Wind sector stands by community cash

Wind farm developers have rebuffed claims that making payments to communities that host their projects threatens the planning system.

The Campaign to Protect Rural England (CPRE) this week argued that increasing numbers of communities are being drawn into accepting goodwill payments from wind developers. It said the practice lacks transparency because council planners have little or no oversight of such payments. Communities gain a fraction of what they would receive through section 106 deals or the proposed community infrastructure levy (CIL) that apply to most other developers it maintained.

CPRE senior planning campaigner Paul Miner said: We support the need for increased investment in renewable energy. But goodwill payments could bring the planning system into disrepute. Energy companies should be required to work through the planning process in the same way as any other developer.

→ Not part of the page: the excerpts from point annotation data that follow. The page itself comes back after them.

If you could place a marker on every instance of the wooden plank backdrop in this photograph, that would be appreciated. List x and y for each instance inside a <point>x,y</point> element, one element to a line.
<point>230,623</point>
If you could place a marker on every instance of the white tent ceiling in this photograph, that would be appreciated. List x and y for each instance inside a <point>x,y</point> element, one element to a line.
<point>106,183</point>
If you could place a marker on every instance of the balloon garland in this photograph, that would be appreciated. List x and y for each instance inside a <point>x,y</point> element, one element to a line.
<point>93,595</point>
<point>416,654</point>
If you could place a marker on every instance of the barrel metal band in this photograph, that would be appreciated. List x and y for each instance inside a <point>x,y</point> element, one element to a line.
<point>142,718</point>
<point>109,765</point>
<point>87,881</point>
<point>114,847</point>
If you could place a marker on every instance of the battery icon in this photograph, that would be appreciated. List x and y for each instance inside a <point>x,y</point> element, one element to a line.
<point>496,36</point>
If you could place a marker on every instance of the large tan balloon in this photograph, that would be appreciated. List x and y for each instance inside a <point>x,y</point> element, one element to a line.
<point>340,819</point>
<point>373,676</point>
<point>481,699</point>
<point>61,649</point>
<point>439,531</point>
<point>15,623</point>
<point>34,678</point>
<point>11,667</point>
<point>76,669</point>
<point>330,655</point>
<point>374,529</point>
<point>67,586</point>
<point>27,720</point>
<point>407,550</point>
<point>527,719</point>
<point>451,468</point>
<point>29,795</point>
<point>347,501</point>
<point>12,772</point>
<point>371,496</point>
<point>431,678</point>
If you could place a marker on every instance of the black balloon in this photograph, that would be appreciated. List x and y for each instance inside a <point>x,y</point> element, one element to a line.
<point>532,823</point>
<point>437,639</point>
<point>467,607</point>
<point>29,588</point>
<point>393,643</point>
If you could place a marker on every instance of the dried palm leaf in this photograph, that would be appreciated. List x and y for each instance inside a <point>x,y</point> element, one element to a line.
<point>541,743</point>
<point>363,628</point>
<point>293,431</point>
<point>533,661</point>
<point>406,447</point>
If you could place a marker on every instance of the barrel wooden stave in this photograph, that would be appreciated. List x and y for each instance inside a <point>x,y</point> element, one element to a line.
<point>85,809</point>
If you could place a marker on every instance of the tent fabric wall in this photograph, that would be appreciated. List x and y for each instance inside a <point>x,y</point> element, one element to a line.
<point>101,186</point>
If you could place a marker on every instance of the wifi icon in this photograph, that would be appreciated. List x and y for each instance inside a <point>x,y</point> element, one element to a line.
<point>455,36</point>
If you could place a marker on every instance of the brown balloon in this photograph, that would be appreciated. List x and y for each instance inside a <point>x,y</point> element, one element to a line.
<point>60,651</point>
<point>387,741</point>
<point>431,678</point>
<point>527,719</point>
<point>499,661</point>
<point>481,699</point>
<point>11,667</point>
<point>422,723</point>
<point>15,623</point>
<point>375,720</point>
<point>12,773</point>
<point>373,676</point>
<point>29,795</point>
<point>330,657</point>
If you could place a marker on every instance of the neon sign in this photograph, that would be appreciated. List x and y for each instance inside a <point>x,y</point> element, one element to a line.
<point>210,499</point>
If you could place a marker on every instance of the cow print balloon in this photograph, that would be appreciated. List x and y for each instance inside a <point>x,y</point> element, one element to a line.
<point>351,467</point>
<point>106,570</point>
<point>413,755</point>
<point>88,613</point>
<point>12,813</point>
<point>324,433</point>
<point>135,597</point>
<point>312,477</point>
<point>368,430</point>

But an npower renewables spokesman said it works closely to government best practice guidelines. We wait for a positive planning determination of the wind farm before discussing the community benefit package he insisted. Where we need to discuss this earlier any talks are with officers and councillors not involved in the planning process.

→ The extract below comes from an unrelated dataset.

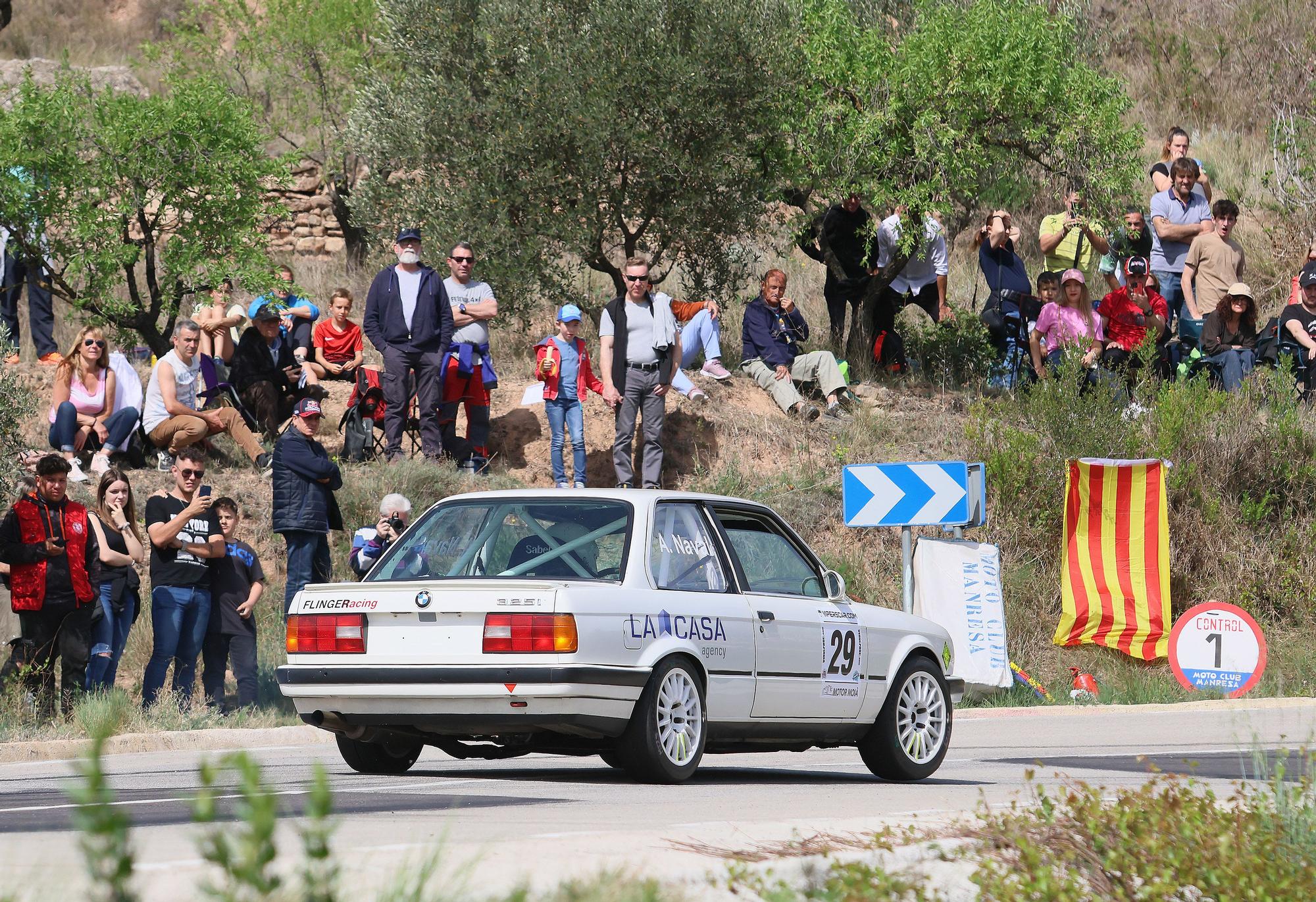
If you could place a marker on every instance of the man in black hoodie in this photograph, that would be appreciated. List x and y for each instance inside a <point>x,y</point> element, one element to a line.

The British Wind Energy Association (BWEA) called traditional section 106 deals unduly restrictive. It wants reforms to allow community benefit funds to be part of the planning system.

A BWEA spokesman said: We need to leave room for local democracy. Communities should be empowered and have a stake in how the proceeds are managed.

An E.ON spokeswoman added: We work with communities and give them the chance to judge for themselves what they need the most. A standardised approach to community funds could potentially limit the support offered to them.